Hollywood is so fond of making movies about movies, but at this point, it’s a film that shows us a shameful period of Hollywood where hundreds of writers were ostracized for supposedly supporting the communist party. Dalton Trumbo, probably the most renowned blacklisted writer who won a few Oscars under many fake names in 1950’s. Even he used an alias to stay afloat in the business after going to jail, interesting, no? Yes, this film unleashes the typically compound life of this dearly loved screenwriter.

There’s a beautifully enlightening speech given by Dalton Trumbo in 1970 to the Writers Guild of America, brought here to life by this year’s Oscar nominee Bryan Cranston. He’s quite mighty as Trumbo, embodying the quick-tempered brilliance of a writer who drafts his wonderful writings in the bathtub, pen in one hand, cigarette holder in the other, wearing thick spectacles below his wrinkled forehead, beating the stylish typewriter in a rythm to the jazzy score, and whose obstinate attitude is an origin of both being strong and fragile.


Not just Cranston, but seriously I don’t think they could have chosen a better cast for Trumbo than this. His co-stars give it their all to elevate the title role’s charisma. Diane Lane is superb as Trumbo‘s caring but forbearing spouse, defending her children against their father’s drug and alcohol irascibility. Louis C.K, as his elder daughter, is also too good even if she doesn’t age although the film spans for 23 years or so. John Goodman is very funny as a studio head who likes making bad films and intimidates a guy beating up with a baseball bat. Or even Helen Mirren’s character, who is zany all the while because of her symphony of crazy hats and crazier looks.

The story is fascinating to grab your attention, but the script simply does not have enough substance to be great. While the film is merely a montage of the most important portions of his life, you never get a sense of his character arc or really what became of him until the end credits explain it. For a film about a writer, it wasn’t actually written all that well, which is a bit disappointing thing but Trumbo is mildly entertaining with few great moments throughout its 2 hour running time.


What I personally liked is, conveying the significance of Otto Preminger’s unsung role in bringing Trumbo’s name back on screen, also the depiction of how a writer’s family is under his control and the duty that his actions and loyalties take upon them.

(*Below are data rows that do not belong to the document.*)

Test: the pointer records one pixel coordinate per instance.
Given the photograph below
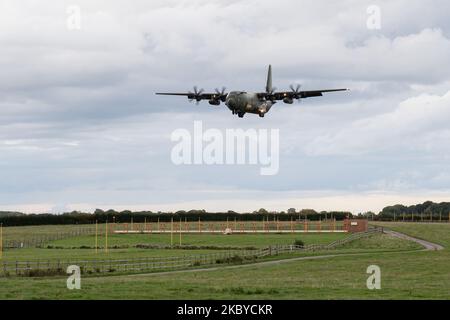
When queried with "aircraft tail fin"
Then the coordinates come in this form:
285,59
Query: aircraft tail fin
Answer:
269,80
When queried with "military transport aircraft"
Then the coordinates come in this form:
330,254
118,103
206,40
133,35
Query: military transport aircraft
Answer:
241,102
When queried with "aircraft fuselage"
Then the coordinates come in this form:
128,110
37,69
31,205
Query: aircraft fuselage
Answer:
240,102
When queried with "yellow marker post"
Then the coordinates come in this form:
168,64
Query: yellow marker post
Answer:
106,236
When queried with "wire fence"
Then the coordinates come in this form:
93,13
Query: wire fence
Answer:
53,267
41,240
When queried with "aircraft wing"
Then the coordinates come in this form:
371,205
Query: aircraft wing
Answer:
197,96
300,94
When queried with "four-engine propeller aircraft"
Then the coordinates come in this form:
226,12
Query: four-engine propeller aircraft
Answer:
241,102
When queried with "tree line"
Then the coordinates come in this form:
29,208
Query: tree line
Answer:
425,211
126,216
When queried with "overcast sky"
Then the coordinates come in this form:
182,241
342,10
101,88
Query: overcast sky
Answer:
81,128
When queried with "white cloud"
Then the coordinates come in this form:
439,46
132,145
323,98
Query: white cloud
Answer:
79,122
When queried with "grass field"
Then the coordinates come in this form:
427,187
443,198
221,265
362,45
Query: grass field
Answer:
406,274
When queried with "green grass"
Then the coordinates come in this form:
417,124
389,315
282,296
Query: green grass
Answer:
405,275
434,232
29,232
254,240
70,248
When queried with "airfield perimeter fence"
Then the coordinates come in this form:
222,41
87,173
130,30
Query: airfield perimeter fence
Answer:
161,264
41,240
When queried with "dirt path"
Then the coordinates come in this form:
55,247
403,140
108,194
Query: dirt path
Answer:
426,244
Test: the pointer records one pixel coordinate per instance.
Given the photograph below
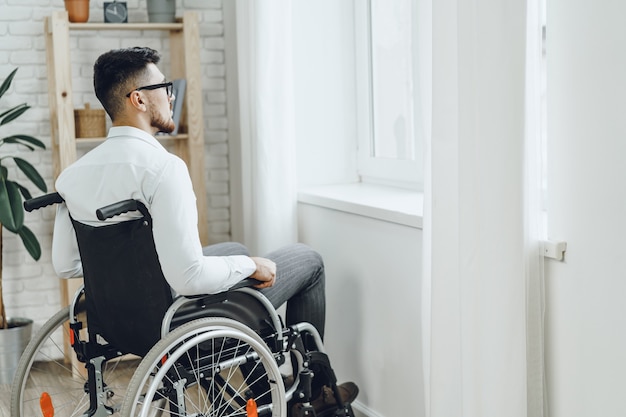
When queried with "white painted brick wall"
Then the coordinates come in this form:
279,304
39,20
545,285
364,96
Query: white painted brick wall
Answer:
31,288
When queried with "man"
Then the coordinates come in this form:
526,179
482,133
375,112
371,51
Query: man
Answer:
131,163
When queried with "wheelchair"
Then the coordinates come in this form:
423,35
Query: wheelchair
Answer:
135,350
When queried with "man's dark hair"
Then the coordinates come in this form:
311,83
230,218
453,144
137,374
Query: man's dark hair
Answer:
118,72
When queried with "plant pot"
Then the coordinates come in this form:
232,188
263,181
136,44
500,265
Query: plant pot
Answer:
77,10
162,11
13,341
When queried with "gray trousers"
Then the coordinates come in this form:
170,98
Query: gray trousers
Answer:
300,281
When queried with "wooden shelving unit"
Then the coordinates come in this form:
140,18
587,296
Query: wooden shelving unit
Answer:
184,40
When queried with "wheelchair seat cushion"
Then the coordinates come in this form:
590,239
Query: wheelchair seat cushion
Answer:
126,292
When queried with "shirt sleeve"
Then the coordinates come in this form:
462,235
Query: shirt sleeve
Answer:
65,254
175,229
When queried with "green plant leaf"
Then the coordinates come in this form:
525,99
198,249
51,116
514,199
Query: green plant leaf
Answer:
13,113
24,140
31,173
30,242
11,210
7,82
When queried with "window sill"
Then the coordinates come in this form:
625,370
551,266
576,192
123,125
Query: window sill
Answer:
389,204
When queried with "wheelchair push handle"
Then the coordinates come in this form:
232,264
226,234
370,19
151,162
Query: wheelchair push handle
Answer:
116,209
42,201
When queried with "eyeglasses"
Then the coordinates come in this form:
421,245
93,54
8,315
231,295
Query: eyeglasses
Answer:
168,87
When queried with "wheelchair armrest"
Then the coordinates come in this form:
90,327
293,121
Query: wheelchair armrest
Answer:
42,201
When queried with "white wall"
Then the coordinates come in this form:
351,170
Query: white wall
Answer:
324,91
373,289
373,267
586,312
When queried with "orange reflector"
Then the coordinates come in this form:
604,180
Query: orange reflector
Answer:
45,402
251,408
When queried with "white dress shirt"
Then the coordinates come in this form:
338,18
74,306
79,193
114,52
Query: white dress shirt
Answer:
133,164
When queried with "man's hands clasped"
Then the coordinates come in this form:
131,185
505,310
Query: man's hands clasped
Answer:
265,272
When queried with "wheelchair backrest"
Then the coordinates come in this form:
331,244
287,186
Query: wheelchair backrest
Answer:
127,294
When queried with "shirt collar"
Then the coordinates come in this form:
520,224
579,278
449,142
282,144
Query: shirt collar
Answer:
133,132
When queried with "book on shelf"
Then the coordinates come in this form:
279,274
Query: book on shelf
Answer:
178,90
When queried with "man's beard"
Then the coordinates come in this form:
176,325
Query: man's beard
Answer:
158,121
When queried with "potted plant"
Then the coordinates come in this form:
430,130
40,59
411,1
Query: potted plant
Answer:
15,333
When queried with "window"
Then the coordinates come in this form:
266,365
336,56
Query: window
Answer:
389,99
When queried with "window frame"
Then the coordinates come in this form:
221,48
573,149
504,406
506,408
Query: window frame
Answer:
385,171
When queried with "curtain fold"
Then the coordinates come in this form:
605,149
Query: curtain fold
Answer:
264,45
482,268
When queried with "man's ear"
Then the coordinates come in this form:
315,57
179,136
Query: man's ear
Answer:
137,101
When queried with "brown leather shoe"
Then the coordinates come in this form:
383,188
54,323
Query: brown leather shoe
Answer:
326,400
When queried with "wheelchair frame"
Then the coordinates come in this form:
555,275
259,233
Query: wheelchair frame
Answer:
211,365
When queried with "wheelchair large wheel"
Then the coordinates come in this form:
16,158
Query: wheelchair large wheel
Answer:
46,379
211,367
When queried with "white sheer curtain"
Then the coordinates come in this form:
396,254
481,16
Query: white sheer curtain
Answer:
264,44
483,267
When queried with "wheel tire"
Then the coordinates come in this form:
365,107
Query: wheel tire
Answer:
197,367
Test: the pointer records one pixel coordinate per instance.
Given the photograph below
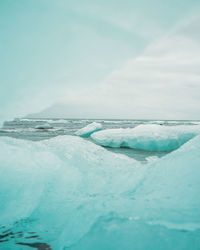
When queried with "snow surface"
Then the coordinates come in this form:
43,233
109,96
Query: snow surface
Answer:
78,195
89,129
43,126
147,137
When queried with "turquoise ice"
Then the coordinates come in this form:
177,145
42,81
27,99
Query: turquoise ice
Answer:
147,137
77,195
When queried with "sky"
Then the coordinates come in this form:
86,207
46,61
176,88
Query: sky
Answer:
100,59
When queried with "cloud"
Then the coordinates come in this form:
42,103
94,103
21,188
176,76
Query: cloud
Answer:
162,83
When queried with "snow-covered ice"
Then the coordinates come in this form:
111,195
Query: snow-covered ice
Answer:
89,129
147,137
44,126
77,195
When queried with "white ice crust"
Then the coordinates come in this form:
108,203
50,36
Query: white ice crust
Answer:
147,137
43,126
89,129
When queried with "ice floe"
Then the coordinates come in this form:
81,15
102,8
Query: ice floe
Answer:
89,129
147,137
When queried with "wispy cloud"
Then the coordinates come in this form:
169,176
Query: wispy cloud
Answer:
162,83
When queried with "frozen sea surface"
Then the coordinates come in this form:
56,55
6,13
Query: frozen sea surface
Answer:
25,128
59,191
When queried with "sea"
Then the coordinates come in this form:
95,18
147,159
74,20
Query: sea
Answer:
62,192
26,129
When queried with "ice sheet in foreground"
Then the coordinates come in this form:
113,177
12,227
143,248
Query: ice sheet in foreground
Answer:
89,129
77,195
147,137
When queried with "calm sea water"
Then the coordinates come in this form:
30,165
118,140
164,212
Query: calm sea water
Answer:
24,128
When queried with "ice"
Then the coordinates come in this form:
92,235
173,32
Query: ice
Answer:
147,137
77,195
44,126
89,129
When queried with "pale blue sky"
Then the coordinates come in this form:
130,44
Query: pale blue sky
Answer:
50,45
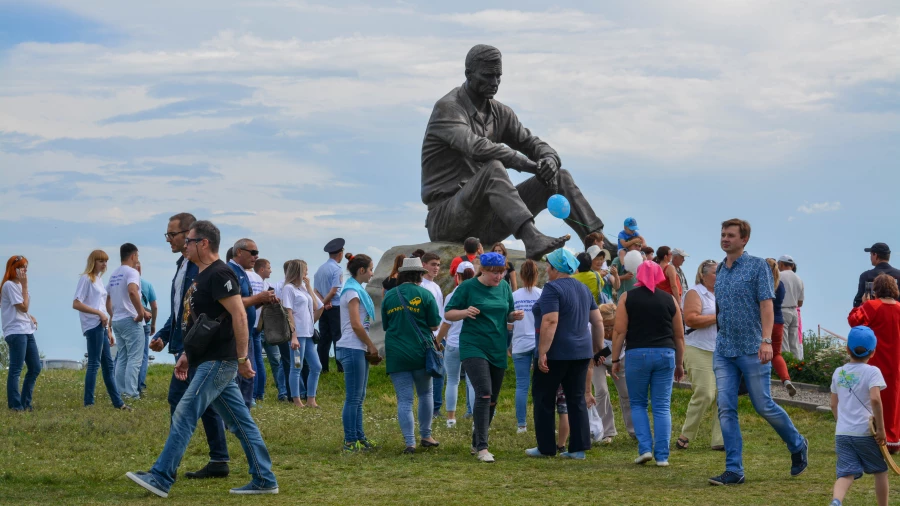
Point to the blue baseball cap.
(861, 336)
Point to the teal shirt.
(485, 335)
(404, 347)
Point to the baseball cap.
(861, 337)
(879, 248)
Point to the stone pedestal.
(447, 251)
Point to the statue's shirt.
(459, 139)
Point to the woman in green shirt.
(410, 314)
(485, 305)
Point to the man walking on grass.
(744, 294)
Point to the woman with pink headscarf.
(648, 324)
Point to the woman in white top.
(90, 302)
(304, 309)
(352, 349)
(18, 329)
(700, 340)
(448, 337)
(523, 343)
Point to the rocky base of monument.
(447, 251)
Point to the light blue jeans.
(306, 352)
(129, 336)
(356, 378)
(653, 370)
(522, 363)
(404, 382)
(757, 377)
(213, 385)
(452, 370)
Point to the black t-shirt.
(214, 283)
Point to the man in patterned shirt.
(744, 294)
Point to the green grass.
(63, 453)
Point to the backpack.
(275, 324)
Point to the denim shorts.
(858, 455)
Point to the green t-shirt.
(403, 347)
(485, 335)
(624, 285)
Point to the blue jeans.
(22, 352)
(403, 384)
(651, 369)
(522, 363)
(129, 339)
(259, 381)
(142, 376)
(307, 352)
(356, 378)
(274, 355)
(99, 357)
(213, 385)
(757, 377)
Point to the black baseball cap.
(879, 248)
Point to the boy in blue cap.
(855, 398)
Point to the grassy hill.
(63, 453)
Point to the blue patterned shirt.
(739, 290)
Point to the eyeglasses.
(172, 235)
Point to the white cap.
(461, 268)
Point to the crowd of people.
(644, 327)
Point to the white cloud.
(819, 207)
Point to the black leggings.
(486, 381)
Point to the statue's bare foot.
(539, 245)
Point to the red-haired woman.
(882, 315)
(90, 302)
(19, 327)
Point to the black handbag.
(434, 360)
(203, 333)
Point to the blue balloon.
(559, 206)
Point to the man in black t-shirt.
(214, 292)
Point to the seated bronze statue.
(470, 141)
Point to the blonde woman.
(90, 302)
(304, 309)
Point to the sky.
(293, 122)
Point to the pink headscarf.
(649, 275)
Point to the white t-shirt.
(118, 292)
(14, 321)
(92, 295)
(455, 327)
(851, 383)
(299, 301)
(523, 330)
(435, 290)
(348, 337)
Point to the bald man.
(470, 141)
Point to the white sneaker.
(643, 459)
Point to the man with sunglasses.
(253, 296)
(172, 335)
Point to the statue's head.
(483, 70)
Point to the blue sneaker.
(147, 481)
(253, 489)
(727, 478)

Yes, there are few tonal inconsistencies along with some lack of attention in detailing. Despite it’s a bit of missed opportunity, I thoroughly enjoyed watching Trumbo character in this interesting time period. Overall, it is not a film that is remembered for very long, but upon being reminded of it, the brilliant performance of Bryan Cranston is all that will brim your brain first to recollect about the movie.